Yes, the Certified Data Analyst Course by DataMites is immensely valuable in Abuja. Distinguished as the most comprehensive non-coding course, it facilitates entry for individuals without technical backgrounds. The program encompasses a distinctive 3-month internship in an AI company, an experience certificate, and expert-led training, leading to the prestigious IABAC Certification.
Certainly, DataMites in Abuja integrates live projects into the data analyst course, offering 5+ Capstone Projects and 1 Client/Live Project. This hands-on experience is invaluable, enabling participants to apply their skills in real-world scenarios, cultivating practical proficiency and industry preparedness.
Certainly, DataMites in Abuja ensures ample support for participants to comprehend data analytics course topics.
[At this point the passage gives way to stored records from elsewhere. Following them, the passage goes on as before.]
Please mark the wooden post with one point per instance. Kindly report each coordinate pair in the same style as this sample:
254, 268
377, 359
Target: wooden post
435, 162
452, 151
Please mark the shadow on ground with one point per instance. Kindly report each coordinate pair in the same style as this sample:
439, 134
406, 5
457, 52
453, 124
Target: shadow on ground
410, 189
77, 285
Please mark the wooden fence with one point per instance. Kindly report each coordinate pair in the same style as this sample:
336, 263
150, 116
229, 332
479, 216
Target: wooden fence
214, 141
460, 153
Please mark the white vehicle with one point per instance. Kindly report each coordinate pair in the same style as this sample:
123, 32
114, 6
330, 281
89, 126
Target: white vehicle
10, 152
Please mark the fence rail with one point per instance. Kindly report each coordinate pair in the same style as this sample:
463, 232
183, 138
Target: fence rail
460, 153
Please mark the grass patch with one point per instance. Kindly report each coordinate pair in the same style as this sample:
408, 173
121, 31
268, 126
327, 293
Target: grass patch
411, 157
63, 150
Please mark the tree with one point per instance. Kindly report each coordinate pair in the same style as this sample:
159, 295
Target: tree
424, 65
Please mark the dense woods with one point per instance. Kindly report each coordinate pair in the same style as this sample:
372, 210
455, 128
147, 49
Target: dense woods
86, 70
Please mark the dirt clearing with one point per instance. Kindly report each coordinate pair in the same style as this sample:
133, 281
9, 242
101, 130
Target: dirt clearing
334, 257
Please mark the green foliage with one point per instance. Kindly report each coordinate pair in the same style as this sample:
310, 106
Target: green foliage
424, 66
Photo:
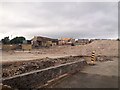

This dedication enhances the overall learning process, promoting clarity and understanding throughout the course.
The DataMites Placement Assistance Team(PAT) facilitates the aspirants in taking all the necessary steps in starting their career in Data Science. Some of the services provided by PAT are: -
The DataMites Placement Assistance Team(PAT) conducts sessions on career mentoring for the aspirants with a view of helping them realize the purpose they have to serve when they step into the corporate world. The students are guided by industry experts about the various possibilities in the Data Science career, this will help the aspirants to draw a clear picture of the career options available. Also, they will be made knowledgeable about the various obstacles they are likely to face as a fresher in the field, and how they can tackle.
No, PAT does not promise a job, but it helps the aspirants to build the required potential needed in landing a career. The aspirants can capitalize on the acquired skills, in the long run, to a successful career in Data Science.